The money trail is part of the city’s case. The letters say the apps use in-app payments, where Apple and Google take fees. Chiu’s office claims the companies have probably earned millions of dollars from apps offering nudification features.
How the apps work
The apps identified by the city are described as face-swapping software. In practice, WIRED reports, users can upload or select a person’s image and use AI tools to generate sexualized images or videos. Some services online produce results in seconds and charge small fees for additional output, while others offer limited free generation.
One app examined by the city had more than 1 million downloads and promoted AI image styles with sexualized descriptions, according to WIRED. Another claimed on its website that it could produce free, uncensored videos. WIRED did not publish the app names, citing the risk of driving users to them.
The broader category has become a recurring problem for app stores. Researchers and journalists have repeatedly found apps in Apple’s and Google’s stores that can generate explicit AI images, including some that were rated as suitable for children. Apple and Google both maintain developer rules against pornography, abuse and harassment, and both have removed deepfake or nudify apps after outside reports.

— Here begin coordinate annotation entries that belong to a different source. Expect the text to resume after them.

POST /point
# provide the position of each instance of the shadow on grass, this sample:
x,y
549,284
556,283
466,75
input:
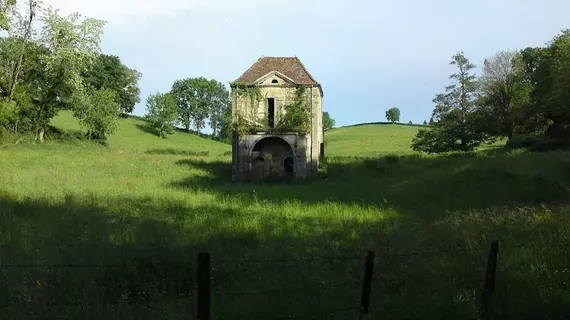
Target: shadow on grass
x,y
419,187
147,129
143,250
178,152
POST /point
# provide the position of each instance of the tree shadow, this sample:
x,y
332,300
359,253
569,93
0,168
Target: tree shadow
x,y
178,152
147,129
417,186
95,260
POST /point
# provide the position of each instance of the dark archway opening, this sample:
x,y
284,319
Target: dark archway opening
x,y
289,165
273,160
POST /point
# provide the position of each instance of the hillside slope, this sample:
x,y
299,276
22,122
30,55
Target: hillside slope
x,y
370,140
134,136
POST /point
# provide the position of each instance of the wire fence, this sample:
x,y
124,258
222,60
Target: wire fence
x,y
457,281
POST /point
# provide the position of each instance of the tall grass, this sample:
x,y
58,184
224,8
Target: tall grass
x,y
144,201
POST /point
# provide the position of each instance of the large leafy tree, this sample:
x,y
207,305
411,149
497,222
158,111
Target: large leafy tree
x,y
196,98
220,108
73,43
456,122
552,90
6,10
98,112
108,72
393,115
162,113
328,121
505,93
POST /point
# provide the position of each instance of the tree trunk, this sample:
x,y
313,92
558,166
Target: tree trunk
x,y
27,33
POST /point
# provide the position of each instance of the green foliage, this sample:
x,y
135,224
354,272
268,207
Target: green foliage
x,y
197,99
98,112
6,8
506,96
458,126
8,114
220,110
393,115
246,120
73,45
328,121
296,116
439,213
356,140
108,72
162,113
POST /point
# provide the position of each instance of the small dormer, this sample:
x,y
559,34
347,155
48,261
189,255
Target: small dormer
x,y
274,78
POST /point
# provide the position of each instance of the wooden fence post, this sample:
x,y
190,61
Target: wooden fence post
x,y
204,286
367,285
489,288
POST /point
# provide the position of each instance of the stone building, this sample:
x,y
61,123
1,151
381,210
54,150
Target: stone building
x,y
267,144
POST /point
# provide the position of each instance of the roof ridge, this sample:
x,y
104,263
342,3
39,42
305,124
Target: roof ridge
x,y
290,66
250,67
307,71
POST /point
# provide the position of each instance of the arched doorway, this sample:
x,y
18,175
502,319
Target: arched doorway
x,y
278,159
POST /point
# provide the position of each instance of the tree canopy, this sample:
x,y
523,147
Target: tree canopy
x,y
328,121
199,99
523,92
108,72
50,62
393,115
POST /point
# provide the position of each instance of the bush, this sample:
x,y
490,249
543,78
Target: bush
x,y
549,145
537,143
518,142
392,159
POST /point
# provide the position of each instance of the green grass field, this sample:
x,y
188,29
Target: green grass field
x,y
290,251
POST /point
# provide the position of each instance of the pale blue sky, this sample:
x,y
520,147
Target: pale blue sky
x,y
368,55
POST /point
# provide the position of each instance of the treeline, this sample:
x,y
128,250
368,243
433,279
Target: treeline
x,y
194,102
191,104
521,95
50,62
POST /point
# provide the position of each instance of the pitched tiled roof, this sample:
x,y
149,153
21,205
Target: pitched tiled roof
x,y
288,66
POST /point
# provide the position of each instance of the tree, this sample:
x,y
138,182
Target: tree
x,y
108,72
197,98
505,94
26,34
72,44
393,115
328,121
162,113
6,9
220,107
98,112
456,122
552,90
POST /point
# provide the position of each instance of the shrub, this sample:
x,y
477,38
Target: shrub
x,y
392,159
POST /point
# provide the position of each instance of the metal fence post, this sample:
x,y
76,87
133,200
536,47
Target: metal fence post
x,y
489,287
204,293
367,285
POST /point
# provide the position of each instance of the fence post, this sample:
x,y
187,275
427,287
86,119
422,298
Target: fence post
x,y
203,286
489,288
367,285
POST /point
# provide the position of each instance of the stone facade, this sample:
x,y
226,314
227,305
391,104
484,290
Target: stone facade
x,y
274,155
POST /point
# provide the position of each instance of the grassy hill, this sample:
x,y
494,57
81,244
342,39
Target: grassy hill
x,y
148,205
370,140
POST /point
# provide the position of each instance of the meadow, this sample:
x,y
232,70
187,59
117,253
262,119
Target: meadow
x,y
290,251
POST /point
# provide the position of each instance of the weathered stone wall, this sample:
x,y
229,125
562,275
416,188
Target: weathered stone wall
x,y
306,148
282,96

Google spokesperson Dan Jackson told WIRED that Google has removed hundreds of apps with nudifying features for policy violations, including the five Android apps flagged by Chiu’s office. Jackson said Google Play bans sexual content, investigates reported violations and has restricted search terms such as “nudify.” Apple did not comment before WIRED published its report.
Researchers keep finding the same failure
The Tech Transparency Project reported in January and April that it found around 100 apps across the App Store and Google Play, along with ads for nudifying tools. The group estimated those apps had about 480 million downloads combined and may have generated roughly $120 million in revenue. Jackson told WIRED that Google removed most of the apps identified by the group.
Katie Paul, the Tech Transparency Project’s director, told WIRED that the group did not expect to see the problem persist after its first report, yet found it again in similar or worse form. She said Apple and Google market their stores as safe and trusted, while the findings show a different result.
A May preprint paper by researchers at Cornell University and Georgetown University identified 420 general face-swapping apps in the two app stores. The researchers tested 155 of them for whether they could be used to put faces onto nude images. They found that 70 percent allowed it and lacked safeguards to stop that use. The researchers described such apps as dual-use tools that can pass platform moderation because they appear benign while retaining harmful capabilities.
Chiu told WIRED his office plans to keep pursuing the issue and wants Apple and Google to remove the apps and improve screening so similar tools do not reach users. If the companies do not act, he said the city will consider its legal options.
This story draws on original reporting from WIRED.